History versus story

In what sense are these biblical books literal interpretations of what was happening?  History means different things to differ people.  History is always an interpretation.  In fact, our concept of what is history is always changing.  The result is that a literal interpretation means that you have to understand what they were trying to say about God, not the incidentals surrounding the events.  The idea of footnoting has become a general practice that was not known over a thousand years ago.  History sometimes refers to a good story.  Even in our own lifetime we can still argue about the events surrounding the death of President John Kennedy or the victims at the OJ Simpson house.  Thus, it does not seem out of place to question events that supposedly took place either pre-historically or thousands of years ago.  They did not have to happen exactly as detailed by men writing about them years after the described events.
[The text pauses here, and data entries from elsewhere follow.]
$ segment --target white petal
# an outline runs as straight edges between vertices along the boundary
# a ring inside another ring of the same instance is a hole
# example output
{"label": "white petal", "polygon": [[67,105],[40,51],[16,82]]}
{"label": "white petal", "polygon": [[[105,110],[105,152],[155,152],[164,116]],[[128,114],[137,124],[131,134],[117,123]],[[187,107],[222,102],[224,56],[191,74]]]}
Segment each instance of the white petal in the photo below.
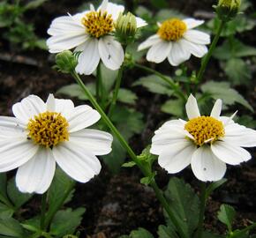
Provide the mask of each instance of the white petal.
{"label": "white petal", "polygon": [[87,105],[76,107],[66,118],[69,123],[69,132],[74,132],[91,126],[101,118],[101,115]]}
{"label": "white petal", "polygon": [[252,158],[246,150],[223,141],[213,143],[211,149],[219,160],[230,165],[238,165]]}
{"label": "white petal", "polygon": [[76,144],[63,143],[52,152],[59,167],[76,181],[87,182],[101,171],[97,157]]}
{"label": "white petal", "polygon": [[158,34],[151,35],[145,41],[143,41],[141,44],[139,45],[138,50],[139,51],[143,50],[143,49],[149,48],[154,44],[157,44],[161,41],[162,41],[162,40],[159,38]]}
{"label": "white petal", "polygon": [[55,167],[51,150],[41,148],[29,161],[19,167],[17,187],[21,192],[44,193],[52,182]]}
{"label": "white petal", "polygon": [[201,181],[218,181],[226,172],[226,164],[218,160],[208,145],[198,148],[192,157],[192,172]]}
{"label": "white petal", "polygon": [[191,53],[184,41],[178,41],[172,43],[172,48],[168,56],[169,63],[177,66],[184,61],[188,60]]}
{"label": "white petal", "polygon": [[0,172],[14,169],[28,161],[38,146],[24,138],[0,140]]}
{"label": "white petal", "polygon": [[221,113],[222,113],[222,100],[218,99],[215,103],[215,106],[212,109],[211,112],[211,116],[219,120]]}
{"label": "white petal", "polygon": [[210,35],[198,30],[188,30],[183,37],[195,44],[207,45],[211,42]]}
{"label": "white petal", "polygon": [[26,138],[25,127],[16,117],[0,115],[0,139]]}
{"label": "white petal", "polygon": [[159,63],[164,61],[170,52],[172,43],[165,41],[154,44],[147,51],[147,60]]}
{"label": "white petal", "polygon": [[122,45],[115,41],[113,36],[104,36],[100,39],[99,52],[101,59],[109,70],[118,70],[124,62]]}
{"label": "white petal", "polygon": [[80,145],[94,155],[103,155],[111,152],[113,137],[99,130],[84,129],[71,133],[69,141]]}
{"label": "white petal", "polygon": [[137,28],[140,28],[147,25],[146,20],[138,17],[136,17],[136,24],[137,24]]}
{"label": "white petal", "polygon": [[191,163],[191,158],[196,146],[190,141],[171,145],[159,155],[159,165],[169,174],[177,173]]}
{"label": "white petal", "polygon": [[200,116],[198,102],[192,94],[190,94],[187,102],[185,104],[185,111],[188,119],[192,119]]}
{"label": "white petal", "polygon": [[98,40],[90,38],[83,44],[83,52],[79,56],[76,71],[79,74],[89,75],[97,68],[100,62]]}
{"label": "white petal", "polygon": [[197,20],[194,19],[183,19],[182,21],[184,21],[187,26],[187,29],[192,29],[194,27],[197,27],[202,24],[204,24],[204,20]]}
{"label": "white petal", "polygon": [[14,115],[25,124],[28,123],[30,118],[34,118],[34,115],[45,111],[45,103],[35,95],[29,95],[12,106]]}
God controls thunder, lightning, and rain (Job 37:1-37:13)

“At this also my heart trembles.

My heart leaps out of its place.

Listen!

Listen to the thunder of his voice.

Listen to the rumbling that comes from his mouth.

Under the whole heaven he lets it loose.

His lightning goes to the corners of the earth.

After it his voice roars.

He thunders with his majestic voice.

He does not restrain the lightning when his voice is heard.

God thunders wondrously with his voice.

He does great things that we cannot comprehend.

To the snow he says.

‘Fall on the earth.’

The shower and the rain,

His heavy shower of rain,

Serve as a sign on everyone’s hand.

Thus all whom he has made may know it.

Then the animals go into their lairs,

They remain in their dens.

From its chamber comes the whirlwind.

Cold comes from the scattering winds.

By the breath of God ice is given.

The broad waters are frozen fast.

He loads the thick cloud with moisture.

The clouds scatter his lightning.

They turn round and round by his guidance.

They accomplish all that he commands them

On the face of the habitable world.

Whether for correction,

Or for his land,

Or for love,

He causes it to happen.”

God as the weather man continues in this hymn to the power of God. The voice of God can be heard in thunder. His lightning reaches the ends of the earth. He makes snow fall. He sends rains, heavy and light. We feel the rain as a way that God touches us. Animals know when to get out of the cold. God sends the cold and ice as he freezes up the rivers. God causes all this to happen here on earth. This is a Theo-centric climate concept. All comes from God, not man. He guides the climate to correct us, help the land, and show his love. God makes it happen. Humans are merely passive to the actions of God. This is very poetic and thus not literal. It is anthropomorphic in that we assign the voice of God, who has no voice, to the thunder. God does not literally speak to us in thunder.